Both the Uzbek appeal and the problems people there confront parallel those of all the countries of the southern Caucasus and Central Asia as well as portions of Iran and Afghanistan. Of the 60 million people affected by the drought, at least three million are now at risk of starvation.

The United Nations, the Red Cross and Red Crescent societies, and a variety of international relief organizations have also issued appeals for help. But the scope of the problem, the financial costs of addressing it, and the political difficulties of sending aid to these countries so far have kept contributions from abroad small.

As a result, this disaster appears likely to spark a series of political crises in the region. First, the inability of regimes in these regions to cope inevitably will further reduce their authority among their citizenries, a development that may help to power the insurgencies some of them now face.

In Uzbekistan, for example, the severe shortage of water could help the Islamist insurgents to gain new adherents.

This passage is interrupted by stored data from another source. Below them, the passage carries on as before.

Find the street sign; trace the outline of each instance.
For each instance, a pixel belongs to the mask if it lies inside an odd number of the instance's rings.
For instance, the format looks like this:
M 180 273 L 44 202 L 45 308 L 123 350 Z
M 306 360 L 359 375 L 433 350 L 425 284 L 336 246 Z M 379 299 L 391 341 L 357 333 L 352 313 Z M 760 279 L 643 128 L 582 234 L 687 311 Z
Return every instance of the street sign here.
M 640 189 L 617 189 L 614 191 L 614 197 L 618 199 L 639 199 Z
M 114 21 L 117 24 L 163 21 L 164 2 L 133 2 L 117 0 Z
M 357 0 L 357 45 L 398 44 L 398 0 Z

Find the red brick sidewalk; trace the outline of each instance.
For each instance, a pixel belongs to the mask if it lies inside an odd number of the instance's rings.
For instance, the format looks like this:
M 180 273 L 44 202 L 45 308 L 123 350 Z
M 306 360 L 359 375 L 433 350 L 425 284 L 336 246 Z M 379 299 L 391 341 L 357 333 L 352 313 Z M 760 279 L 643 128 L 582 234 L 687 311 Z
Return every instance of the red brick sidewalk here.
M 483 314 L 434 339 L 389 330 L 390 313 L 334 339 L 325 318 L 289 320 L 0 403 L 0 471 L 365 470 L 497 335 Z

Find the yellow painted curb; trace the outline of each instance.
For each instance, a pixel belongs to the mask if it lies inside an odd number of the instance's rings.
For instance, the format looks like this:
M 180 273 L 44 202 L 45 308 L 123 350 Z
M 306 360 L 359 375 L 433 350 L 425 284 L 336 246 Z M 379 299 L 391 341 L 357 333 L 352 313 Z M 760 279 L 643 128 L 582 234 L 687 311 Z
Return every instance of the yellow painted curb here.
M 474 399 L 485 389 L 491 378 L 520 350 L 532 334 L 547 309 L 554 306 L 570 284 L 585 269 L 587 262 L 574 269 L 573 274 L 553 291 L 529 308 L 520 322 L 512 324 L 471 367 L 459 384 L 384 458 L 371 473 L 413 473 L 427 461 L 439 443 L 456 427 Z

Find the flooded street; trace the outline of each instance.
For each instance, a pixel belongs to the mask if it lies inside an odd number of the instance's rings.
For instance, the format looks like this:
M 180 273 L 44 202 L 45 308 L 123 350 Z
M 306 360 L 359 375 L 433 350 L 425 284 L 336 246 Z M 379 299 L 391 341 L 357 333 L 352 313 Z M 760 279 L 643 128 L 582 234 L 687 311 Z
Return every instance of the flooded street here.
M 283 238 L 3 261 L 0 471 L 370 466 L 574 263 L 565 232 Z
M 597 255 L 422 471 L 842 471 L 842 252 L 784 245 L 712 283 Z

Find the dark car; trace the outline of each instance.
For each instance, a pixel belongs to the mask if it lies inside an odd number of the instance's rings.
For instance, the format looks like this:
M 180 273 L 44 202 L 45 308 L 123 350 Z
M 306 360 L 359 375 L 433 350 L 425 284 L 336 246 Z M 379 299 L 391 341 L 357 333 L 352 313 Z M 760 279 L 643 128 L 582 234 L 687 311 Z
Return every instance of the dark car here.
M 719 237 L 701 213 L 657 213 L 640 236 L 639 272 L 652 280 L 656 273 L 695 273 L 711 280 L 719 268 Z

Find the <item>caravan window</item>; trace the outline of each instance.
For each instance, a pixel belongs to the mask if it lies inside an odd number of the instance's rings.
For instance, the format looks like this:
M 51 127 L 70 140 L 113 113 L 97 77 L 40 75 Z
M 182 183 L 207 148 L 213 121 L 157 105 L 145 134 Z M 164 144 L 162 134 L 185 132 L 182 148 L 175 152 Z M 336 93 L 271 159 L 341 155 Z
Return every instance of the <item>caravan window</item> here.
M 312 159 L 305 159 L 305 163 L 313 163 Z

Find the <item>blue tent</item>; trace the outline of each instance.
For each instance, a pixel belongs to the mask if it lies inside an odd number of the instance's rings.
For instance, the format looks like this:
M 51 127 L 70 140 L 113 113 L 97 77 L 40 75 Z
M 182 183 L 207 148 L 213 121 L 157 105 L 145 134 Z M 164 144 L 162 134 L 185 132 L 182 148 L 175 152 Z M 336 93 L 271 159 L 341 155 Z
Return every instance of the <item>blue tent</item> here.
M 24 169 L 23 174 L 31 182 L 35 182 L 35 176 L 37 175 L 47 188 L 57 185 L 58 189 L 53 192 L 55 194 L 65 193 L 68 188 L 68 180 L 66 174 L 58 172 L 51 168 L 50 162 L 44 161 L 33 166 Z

After all, the leaders of the fundamentalist challenge to the Tashkent regime has already blamed it for all the ills of Uzbek society, and these leaders seem certain to blame the Uzbek government for past policies that have contributed to water shortages and for its current inability to attract aid.

Second, internal efforts to address the water shortage will inevitably divert resources from other projects, including improving education and health care for the burgeoning populations of this region. Such a shift in spending is likely to anger groups which up to now had cast their lot with the existing regimes, viewing them as the best means of making progress in their region.

Such people may not join the opposition forces, but they are likely to become increasingly suspicious and sullen about the prospects for development there, a set of attitudes at least some authoritarian leaders may seek to use to justify the kinds of oppressive government that will keep them in power for the short term but only by postponing a social explosion until sometime in the future.

And third, the leaders of the governments of this region are likely to draw some politically powerful conclusions about the real attitudes of outside countries. Even as the Uzbek authorities were making their appeal to the United Nations, the UN's special envoy to the Horn of Africa, Catherine Bertini, was telling the press that international assistance to that drought-stricken region had averted a humanitarian disaster there.

Bertini, who also heads the UN World food Program, said on 21 September that "the generosity of the people around the world" had been responsible for the dramatic turnaround in Ethiopia and its neighbors over the last six months.

Unless assistance is forthcoming soon, officials in the countries of the southern Caucasus and Central Asia are likely to draw some invidious comparisons between the international response to the drought crisis in the Horn of Africa and to their own current difficult situation.

Some of them might be expected to lash out at regional governments who have made it difficult for international agencies to dispatch aid, and others may place the blame on those wealthier countries further afield that have not been willing to try to help them.

Such attitudes are likely to cast a shadow on their relations with these states long after the drought which gave them birth ends, creating yet another group of disaffected states that view the international community with ever increasing suspicion.

None of these things will make recovery easier, and all of them presage more instability in regions that are already considered to be among the most unstable in the world.